Episode
2

Andrew Gelman on Fooling Yourself Less: The Art of Statistical Thinking in AI

Columbia University's Andrew Gelman discusses the practical side of statistics and data science. He explores the importance of high-quality data, computational skills, and using simulation to avoid misleading results. Andrew dives into real-world applications like election predictions and highlights causal inference’s critical role in decision-making. This episode offers valuable insights for data practitioners and anyone interested in how statistics shapes our world.
November 19, 2024
Listen on
spotify logoApple podcast logo
Guest
Andrew Gelman

Columbia University

,
Andrew Gelman is a professor of statistics and political science at Columbia University, recognized with multiple awards from the American Statistical Association, the International Society of Bayesian Analysis, and the Council of Presidents of Statistical Societies. He is the author of numerous notable books, including "Bayesian Data Analysis" and "Regression and Other Stories." His research spans topics such as voting behavior, campaign polling variability, incumbency effects, death sentence reversals, police stops, and a variety of statistical challenges in public health and social sciences.
HOST
Hugo Bowne-Anderson

Delphina

Hugo Bowne-Anderson is an independent data and AI consultant with extensive experience in the tech industry. He is the host of the industry podcast Vanishing Gradients, where he explores cutting-edge developments in data science and artificial intelligence.
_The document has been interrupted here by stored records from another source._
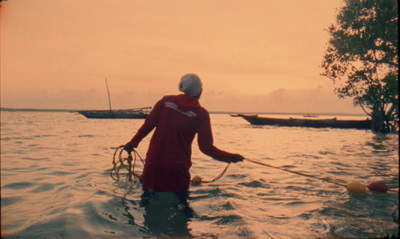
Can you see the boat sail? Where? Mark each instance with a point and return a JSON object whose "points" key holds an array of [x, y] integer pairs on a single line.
{"points": [[136, 113]]}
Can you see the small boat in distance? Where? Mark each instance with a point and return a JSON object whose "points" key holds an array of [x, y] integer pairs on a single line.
{"points": [[313, 123], [137, 113]]}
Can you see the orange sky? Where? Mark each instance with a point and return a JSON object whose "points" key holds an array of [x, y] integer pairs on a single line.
{"points": [[255, 55]]}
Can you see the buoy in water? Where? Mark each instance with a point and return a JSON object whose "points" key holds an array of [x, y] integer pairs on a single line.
{"points": [[196, 180], [378, 187], [356, 187]]}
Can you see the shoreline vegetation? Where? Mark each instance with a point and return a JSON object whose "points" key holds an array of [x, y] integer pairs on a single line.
{"points": [[211, 112]]}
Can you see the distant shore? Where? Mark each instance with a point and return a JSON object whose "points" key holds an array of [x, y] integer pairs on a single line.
{"points": [[211, 112]]}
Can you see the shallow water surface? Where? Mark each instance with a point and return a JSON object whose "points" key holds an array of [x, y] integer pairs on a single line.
{"points": [[55, 182]]}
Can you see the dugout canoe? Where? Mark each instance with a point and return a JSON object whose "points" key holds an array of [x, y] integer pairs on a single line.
{"points": [[313, 123], [139, 113]]}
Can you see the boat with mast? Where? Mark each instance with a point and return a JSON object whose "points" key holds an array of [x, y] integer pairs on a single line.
{"points": [[136, 113]]}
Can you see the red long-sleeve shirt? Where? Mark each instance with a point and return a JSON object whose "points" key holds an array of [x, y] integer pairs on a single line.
{"points": [[176, 120]]}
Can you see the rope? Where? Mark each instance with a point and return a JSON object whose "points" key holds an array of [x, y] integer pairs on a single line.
{"points": [[126, 162], [307, 175], [218, 177], [295, 172]]}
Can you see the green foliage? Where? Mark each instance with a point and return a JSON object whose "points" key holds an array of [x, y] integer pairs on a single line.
{"points": [[362, 58]]}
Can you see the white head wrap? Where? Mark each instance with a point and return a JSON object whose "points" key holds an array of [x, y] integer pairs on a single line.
{"points": [[191, 85]]}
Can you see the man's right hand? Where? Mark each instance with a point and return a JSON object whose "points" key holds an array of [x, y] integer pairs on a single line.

As a data scientist, educator, evangelist, content marketer, and strategist, Hugo has worked with leading companies in the field. His past roles include Head of Developer Relations at Outerbounds, a company committed to building infrastructure for machine learning applications, and positions at Coiled and DataCamp, where he focused on scaling data science and online education respectively.
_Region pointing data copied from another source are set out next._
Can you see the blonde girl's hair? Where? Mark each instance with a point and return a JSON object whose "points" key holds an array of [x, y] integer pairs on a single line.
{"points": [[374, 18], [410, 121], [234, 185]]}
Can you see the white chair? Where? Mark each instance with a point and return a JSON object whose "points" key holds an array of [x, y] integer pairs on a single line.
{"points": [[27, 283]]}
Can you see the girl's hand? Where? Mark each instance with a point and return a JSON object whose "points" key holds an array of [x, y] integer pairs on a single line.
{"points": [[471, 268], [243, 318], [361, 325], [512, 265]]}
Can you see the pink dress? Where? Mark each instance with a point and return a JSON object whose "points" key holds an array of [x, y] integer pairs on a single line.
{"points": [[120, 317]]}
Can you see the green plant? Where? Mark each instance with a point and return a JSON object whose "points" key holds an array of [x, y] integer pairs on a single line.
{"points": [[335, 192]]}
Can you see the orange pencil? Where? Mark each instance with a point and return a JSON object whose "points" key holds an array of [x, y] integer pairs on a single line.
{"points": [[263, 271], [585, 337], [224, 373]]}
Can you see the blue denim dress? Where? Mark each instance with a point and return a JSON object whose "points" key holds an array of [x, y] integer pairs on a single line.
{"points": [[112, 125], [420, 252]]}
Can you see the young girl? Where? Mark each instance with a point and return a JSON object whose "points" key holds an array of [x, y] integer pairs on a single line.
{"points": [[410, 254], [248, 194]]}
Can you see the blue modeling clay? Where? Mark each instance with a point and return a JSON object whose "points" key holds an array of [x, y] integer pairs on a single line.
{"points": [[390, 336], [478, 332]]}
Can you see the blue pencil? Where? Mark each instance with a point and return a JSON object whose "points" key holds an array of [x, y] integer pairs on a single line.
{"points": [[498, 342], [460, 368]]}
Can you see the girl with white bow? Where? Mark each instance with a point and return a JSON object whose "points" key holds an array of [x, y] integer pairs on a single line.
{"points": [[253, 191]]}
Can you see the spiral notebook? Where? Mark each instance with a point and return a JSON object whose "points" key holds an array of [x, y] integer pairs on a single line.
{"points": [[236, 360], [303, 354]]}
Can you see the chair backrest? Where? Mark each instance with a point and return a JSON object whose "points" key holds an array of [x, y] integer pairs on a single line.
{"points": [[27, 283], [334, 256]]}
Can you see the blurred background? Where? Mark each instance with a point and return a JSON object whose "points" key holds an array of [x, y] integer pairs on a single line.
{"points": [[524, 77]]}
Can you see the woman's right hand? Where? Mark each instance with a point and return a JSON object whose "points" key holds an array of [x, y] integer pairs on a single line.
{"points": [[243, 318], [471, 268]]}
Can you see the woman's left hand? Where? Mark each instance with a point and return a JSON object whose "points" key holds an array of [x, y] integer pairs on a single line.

Hugo's teaching experience spans from institutions like Yale University and Cold Spring Harbor Laboratory to conferences such as SciPy, PyCon, and ODSC. He has also worked with organizations like Data Carpentry to promote data literacy.


His impact on data science education is significant, having developed over 30 courses on the DataCamp platform that have reached more than 3 million learners worldwide. Hugo also created and hosted the popular weekly data industry podcast DataFramed for two years.


Committed to democratizing data skills and access to data science tools, Hugo advocates for open source software both for individuals and enterprises.

Key Quotes

Key Takeaways

1. Statistics vs. Data Quality


  Data quality and representativeness take precedence over statistical methods in data science. While statistical techniques are important for quantifying uncertainty and adjusting for non-representativeness, they are secondary to ensuring high-quality data.

2. The Importance of Computer Skills in Data Science


  Computational skills, such as being able to handle data and use tools, are often more important than math skills in data science. While math provides useful insights, data scientists need a balance of both to succeed.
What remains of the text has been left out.